This is the documentation homepage for Nucleus, Mission 1 of the Brickworks Project.

The documentation here logs our ideas, designs, and decisions through the design process from concept selection to post-flight analysis.

Want to help?

For more information on how to contribute to Nucleus or join the Brickworks team, see the Contribute page.

What is Brickworks?

Brickworks is a group of engineers who are passionate about aerospace. The group formed in November 2018 as an outlet for alumni members of the student-faculty research group RIT Space Exploration (SPEX) to continue doing space-related engineering projects.

Brickworks's mission is to do novel things with accesible hardware, share the knowledge gained along the way, and set an example of excellence for similar hobby projects.

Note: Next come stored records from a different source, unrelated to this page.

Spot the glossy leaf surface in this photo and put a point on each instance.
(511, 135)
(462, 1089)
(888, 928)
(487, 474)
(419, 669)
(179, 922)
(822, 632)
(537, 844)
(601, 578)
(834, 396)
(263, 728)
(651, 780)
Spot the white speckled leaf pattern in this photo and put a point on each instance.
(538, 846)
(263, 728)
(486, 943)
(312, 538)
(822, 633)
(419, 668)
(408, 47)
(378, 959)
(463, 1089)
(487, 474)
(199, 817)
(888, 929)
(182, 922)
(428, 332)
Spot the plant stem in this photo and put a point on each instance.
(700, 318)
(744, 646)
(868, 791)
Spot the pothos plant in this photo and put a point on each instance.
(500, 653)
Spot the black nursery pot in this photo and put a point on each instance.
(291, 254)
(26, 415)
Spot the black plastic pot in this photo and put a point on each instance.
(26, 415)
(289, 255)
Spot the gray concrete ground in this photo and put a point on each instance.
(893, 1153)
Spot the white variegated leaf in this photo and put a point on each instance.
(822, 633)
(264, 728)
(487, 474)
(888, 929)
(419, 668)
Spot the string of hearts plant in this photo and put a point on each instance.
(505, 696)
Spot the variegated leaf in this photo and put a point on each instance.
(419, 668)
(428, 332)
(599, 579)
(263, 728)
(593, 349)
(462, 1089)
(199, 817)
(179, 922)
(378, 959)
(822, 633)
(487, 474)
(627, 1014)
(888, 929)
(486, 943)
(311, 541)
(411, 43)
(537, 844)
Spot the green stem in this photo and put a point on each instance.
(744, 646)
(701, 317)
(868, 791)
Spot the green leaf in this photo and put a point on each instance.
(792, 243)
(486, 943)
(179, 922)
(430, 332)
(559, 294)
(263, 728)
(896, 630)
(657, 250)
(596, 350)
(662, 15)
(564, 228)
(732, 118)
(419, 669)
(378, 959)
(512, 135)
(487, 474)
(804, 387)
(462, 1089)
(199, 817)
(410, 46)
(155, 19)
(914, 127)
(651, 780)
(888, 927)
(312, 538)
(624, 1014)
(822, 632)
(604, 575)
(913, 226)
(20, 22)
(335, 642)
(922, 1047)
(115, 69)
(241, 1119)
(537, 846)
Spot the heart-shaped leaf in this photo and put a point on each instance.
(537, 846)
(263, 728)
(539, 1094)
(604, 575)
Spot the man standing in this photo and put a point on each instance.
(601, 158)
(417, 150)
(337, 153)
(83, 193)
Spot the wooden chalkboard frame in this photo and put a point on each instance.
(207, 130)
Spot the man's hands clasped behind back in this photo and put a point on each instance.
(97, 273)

Why a High Altitude Balloon?

High Altitude Balloons (HABs) are low-cost, low-risk vehicles that are the perfect platform for conducting small scale atmospheric studies, remote sensing, and other experiments that make use of the "edge of space" conditions found at altitudes in excess of 65,000 feet above sea level. Atmospheric conditions in the stratosphere are fairly well understood insofar as the humidity, temperatures, and pressures that must be weathered by a flight platform. More specifically, ambient temperatures and pressures between 65,000--100,000, feet altitude see extremes of -60C and 0.05 atm respectively.

HABs are an excellent platform to experiment with and learn aerospace engineering skills and techniques as a hobbyist without the prohibitively high capital requirements of building a spacecraft. This means engineers can also experiment with more novel ideas or gain experience on a risk-tolerant and short-turnaround project.

What is Nucleus?

Nucleus is a high altitude balloon technology demonstration mission. The key objectives of this mission are to develop a robust avionics architecture, experiment with core technologies which enable long duration flights, broadcast telemetry to a remote ground terminal, and optionally collect high quality images from high altitudes. As a technology demonstrator, Nucleus flight systems are designed with the intent to be improved or expanded upon in future missions.